И она грустно вздохнула:
– Ты все сделал нормально. Это я ненормальная. Бывай.
Он попытался что-то сказать своим приоткрытым ртом, но так и не успел его захлопнуть – как ужаленный, схватился за телефон, – кажется, еще раньше, чем тот успел закурлыкать.
– Да, да, дорогая, говори, я слушаю, – орал он так, словно его могли услышать в его родном Усть-Тараканске: она сразу поняла, что звонит его жена.
– Да, да, я слушаю, говори, – заполошно орал он, как будто и не американский генерал был вовсе, а бестолковый колхозный совок, кем он, собственно, и остался при всех своих баксах и шерифских ремнях.
И вдруг сник и побелел как бумага:
– Да... Да... И когда?.. А скорую вызывали?
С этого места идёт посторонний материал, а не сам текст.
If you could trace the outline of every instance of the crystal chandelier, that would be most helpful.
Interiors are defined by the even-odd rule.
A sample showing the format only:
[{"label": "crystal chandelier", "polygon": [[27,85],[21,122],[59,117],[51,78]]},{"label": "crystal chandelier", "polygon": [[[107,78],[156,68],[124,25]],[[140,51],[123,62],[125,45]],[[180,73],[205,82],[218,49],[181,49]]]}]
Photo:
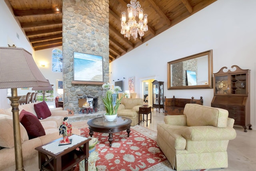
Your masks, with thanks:
[{"label": "crystal chandelier", "polygon": [[[121,34],[124,34],[125,38],[130,40],[130,36],[132,36],[136,40],[138,38],[138,34],[140,35],[140,38],[144,36],[144,32],[148,31],[148,15],[143,15],[143,9],[140,8],[140,2],[136,0],[131,0],[131,4],[127,4],[128,12],[128,22],[126,22],[126,18],[125,12],[122,12],[121,18]],[[139,22],[137,23],[136,20],[136,16],[139,16]]]}]

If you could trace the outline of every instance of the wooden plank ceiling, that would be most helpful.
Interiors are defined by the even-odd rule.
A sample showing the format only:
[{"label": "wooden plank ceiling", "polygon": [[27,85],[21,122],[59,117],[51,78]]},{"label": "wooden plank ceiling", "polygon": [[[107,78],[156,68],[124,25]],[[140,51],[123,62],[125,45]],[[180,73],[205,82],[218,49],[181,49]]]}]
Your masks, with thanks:
[{"label": "wooden plank ceiling", "polygon": [[[4,0],[35,51],[62,45],[62,0]],[[130,0],[109,0],[110,62],[216,0],[139,0],[148,30],[141,40],[128,40],[120,33],[120,18]]]}]

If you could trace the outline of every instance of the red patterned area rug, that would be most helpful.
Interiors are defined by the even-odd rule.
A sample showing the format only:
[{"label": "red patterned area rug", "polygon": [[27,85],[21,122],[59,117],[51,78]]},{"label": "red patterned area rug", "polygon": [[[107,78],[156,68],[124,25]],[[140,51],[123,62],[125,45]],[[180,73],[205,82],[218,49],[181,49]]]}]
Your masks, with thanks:
[{"label": "red patterned area rug", "polygon": [[[81,135],[90,137],[88,127],[80,129]],[[156,132],[140,125],[130,129],[129,137],[126,131],[113,133],[111,147],[108,133],[94,133],[93,137],[98,139],[98,171],[174,170],[156,144]]]}]

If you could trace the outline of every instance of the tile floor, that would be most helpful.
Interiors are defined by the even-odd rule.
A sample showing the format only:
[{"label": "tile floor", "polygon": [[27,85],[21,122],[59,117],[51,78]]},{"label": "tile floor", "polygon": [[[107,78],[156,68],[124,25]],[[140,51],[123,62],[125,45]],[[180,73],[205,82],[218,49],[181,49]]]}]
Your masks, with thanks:
[{"label": "tile floor", "polygon": [[[157,124],[164,123],[164,113],[162,109],[157,111],[155,109],[152,112],[152,121],[148,121],[148,128],[157,131]],[[144,117],[146,117],[146,115]],[[150,115],[148,115],[149,118]],[[144,117],[145,118],[145,117]],[[86,121],[86,122],[85,122]],[[83,121],[72,123],[74,127],[84,127],[87,121]],[[140,125],[146,127],[146,122]],[[256,131],[248,130],[244,132],[242,127],[234,126],[236,131],[235,139],[230,141],[227,151],[228,157],[228,167],[225,169],[211,169],[212,171],[252,171],[256,170]]]},{"label": "tile floor", "polygon": [[[157,131],[158,123],[164,123],[164,113],[162,109],[160,113],[154,109],[152,112],[152,121],[148,122],[148,128]],[[146,115],[145,115],[145,117]],[[145,122],[140,123],[146,127]],[[225,169],[211,169],[212,171],[249,171],[256,170],[256,131],[248,130],[244,132],[244,128],[234,126],[236,131],[236,137],[229,141],[228,146],[228,167]]]}]

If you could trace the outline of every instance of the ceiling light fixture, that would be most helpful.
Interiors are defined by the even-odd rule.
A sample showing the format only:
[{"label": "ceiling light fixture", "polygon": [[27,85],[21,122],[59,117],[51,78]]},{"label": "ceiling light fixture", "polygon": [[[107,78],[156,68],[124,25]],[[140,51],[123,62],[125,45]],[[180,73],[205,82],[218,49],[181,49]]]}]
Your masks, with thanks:
[{"label": "ceiling light fixture", "polygon": [[[131,4],[127,4],[127,11],[128,12],[128,22],[126,22],[126,18],[125,12],[122,12],[122,18],[121,18],[121,34],[124,34],[125,38],[127,38],[130,40],[130,36],[131,36],[136,40],[138,38],[138,34],[140,35],[140,38],[141,39],[142,36],[144,36],[144,32],[148,30],[148,15],[143,15],[143,9],[140,8],[140,2],[136,0],[131,0]],[[136,20],[136,16],[138,16],[139,22],[137,23]]]}]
Ну да, ну да... А когда похороны? Конечно, конечно. Сегодня же выезжаю. Ну, отменю, что же делать. Выкрутятся как-нибудь. Да нет, что они, не люди?.. Нет-нет, я в порядке. Да нет, ты сама увидишь. Все. Обнимаю. Иду за билетом.
Он положил трубку на стол лицом вниз и застыл, все такой же белый – даже твердые губы у него поголубели. И глаза. А потом наполнились слезами.
– Отец умер. Извини. Я должен идти за билетом. Давай, я вызову тебе такси.
Но он думал уже о чем-то совсем другом. Незаметно смахнул слезинку. И ей открылась невероятная вещь: комсомольцы тоже люди !..
– Извини, я понимаю, что тебе не до того, – она сама удивилась, сколько нежности прозвучало в ее голосе. – Но мне сейчас позарез нужны новые туфли. Ты мне не подбросишь деньжат? Я отдам.
– Да ну что ты, – захлопотал он, не отрываясь от своих горестных дум, – какие отдачи, ты только скажи, сколько они стоят, туфли?
– Хорошие – баксов сто. Но можно найти и за пятьдесят.
– Это же не деньги...
Он, смущаясь, извлек новенькую зеленую полоску и конфузливо протянул ей, по-прежнему прикидывая в уме что-то грустное. Она взяла без малейшего смущения, действительно, как у друга, и он, не приходя в сознание, протянул ей еще две бумажки. И она тоже их взяла.
И нежно приложилась губами к его энергично выбритой обмякшей щеке.